The other soldier was helping now, I still didn’t know his name, but he was ripping open a bandage, his hands already smeared with my blood. Joseph was crying, his words running together turning them into a jumble my pounding ears couldn’t unscramble. I tried to reach up to him, but my arms were numb, not the numbness of the Blank Time but rather the numbness of death. I could feel it coming for me now, rushing like a great wind. I prayed that it would reach me before the Blank Time, so that I could rest finally and move on to whatever there was to move on too. And if there was nothing, then so be it. Even non-existence was better than the total existence of Blank Time, living forever the lives of others. Taking on their thoughts and memories, their feelings and emotions. Loving and hating and losing, time and again. Months turning into years, into decades, into centuries, into millennia. But now it was here; death and its welcome release. Please.

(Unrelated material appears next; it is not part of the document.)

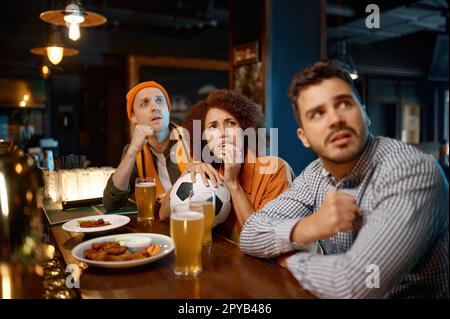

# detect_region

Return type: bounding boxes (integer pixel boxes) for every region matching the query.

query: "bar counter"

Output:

I felt a last pain, squeezing in on my mind and then my heart stopped. I felt it stop. It thumped one last time and then was still. And my eyes fixed, staring at the cold stars, and a glaze of darkness began to close in, blocking out the light. Sounds stretched out, muffled and distorted until there was nothing left but a shadowy hum that was the opposite of white noise. And…
Nothing.
I wait, still, for how long now? How can I know? There is nothing. No light, no sound, no taste or smell or touch. Am I even still in Abram’s body? Or am I floating adrift? Alone!
I had thought, in my ignorance, that nothing could be worse than Blank Time and its patch-quilt memories, but I was so wrong.
This is worse, existence apart from everything else with only my fear to keep me company.
My only hope, my only prayer, is that Blank Time has not yet come for me, rather than having already abandoned me completely and forever. For if this is death eternal, then I am in hell. Please, let it only be the calm, before the storm of Blank Time returns.